12.2 INSERT ... SELECT: Copying Data Between Tables
Right, so you’ve got data in one table and you need to get it into another. You could write a hundred individual INSERT statements, but you’re not a barbarian. You’re a programmer. You automate things. This is where INSERT ... SELECT comes in, and it’s one of the most powerful tools in your SQL toolbox. It’s the Swiss Army knife for copying or transforming data from one part of your database to another. The basic idea is simple: you take the output of a SELECT statement and you feed it directly into an INSERT.
Let’s start with the most straightforward scenario. Imagine you have an old_users table that’s being deprecated and a shiny new users table with the same structure.
-- Let's see what we're working with
SELECT * FROM old_users;
id | username | email
----+------------+---------------------
1 | alice | alice@example.com
2 | bob | bob@example.com
3 | charlie | charlie@example.com
Your new users table is empty and needs this data. Here’s how you do it in one fell swoop:
INSERT INTO users (id, username, email)
SELECT id, username, email
FROM old_users;
Boom. Done. The SELECT statement runs first, producing a result set. The INSERT statement then takes that entire result set and inserts it row-by-row into the target table. The column list in the INSERT (id, username, email) is crucial—it defines the order and destination for the values coming from the SELECT. The SELECT’s column list must match in number, order, and compatible data types.
Not Just Blind Copies
Here’s where it gets interesting. You’re not just a photocopier; you’re a data sculptor. The SELECT statement can be any valid SELECT statement. This means you can filter, transform, and calculate on the fly.
Maybe you only want to migrate active users from the old table, and you want to timestamp them with the migration time:
INSERT INTO users (username, email, date_joined)
SELECT username, email, NOW()
FROM old_users
WHERE is_active = true;
Notice I didn’t insert the id from the old table. This is a best practice if your new table uses a SERIAL or GENERATED AS IDENTITY primary key. You’re letting the new table generate its own clean set of IDs, avoiding potential future conflicts. The old id becomes just another piece of data you can store in a column like legacy_id if you need it for reference.
The Type and Order Mismatch Pitfall
This is the most common way to shoot yourself in the foot. The database isn’t psychic. It will obediently try to shove whatever the SELECT returns into the columns you specified in the INSERT, in the exact order you listed them.
-- This is a disaster waiting to happen
INSERT INTO users (username, email, date_joined)
SELECT email, username, NOW() -- Oops. Swapped email and username!
FROM old_users;
The above statement would happily insert the email string into the username column and the username string into the email column, creating a glorious mess. The query will run without a syntax error because the data types are likely both TEXT and are therefore “compatible.” Always double-check your column order. Explicitly listing the columns, as we’ve been doing, is a very good habit—it saves you from this and from future schema changes breaking your queries.

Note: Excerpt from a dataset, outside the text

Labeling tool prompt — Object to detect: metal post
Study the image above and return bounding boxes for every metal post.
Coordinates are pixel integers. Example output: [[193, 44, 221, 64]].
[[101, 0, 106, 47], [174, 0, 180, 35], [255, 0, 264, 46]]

Using SELECT to Generate Data
You can even use INSERT ... SELECT without a source table at all to generate a batch of data. Need to create ten test users?
INSERT INTO users (username, email)
SELECT 'user_' || n, 'user_' || n || '@example.com'
FROM generate_series(1, 10) AS n;
This uses generate_series(), a fantastically useful function, to create a virtual table of numbers from 1 to 10. Then for each number n, it generates a username and email. It’s a clean, single-statement way to populate test data without writing a loop in your application code.
The power here is the sheer flexibility. You can JOIN tables in your SELECT, use CASE statements to conditionally transform values, or aggregate data on the fly before inserting it. It’s your primary method for moving and reshaping data within the database itself, where this work belongs. It’s faster than moving the data to your application and back, and it’s almost always simpler. Use it liberally.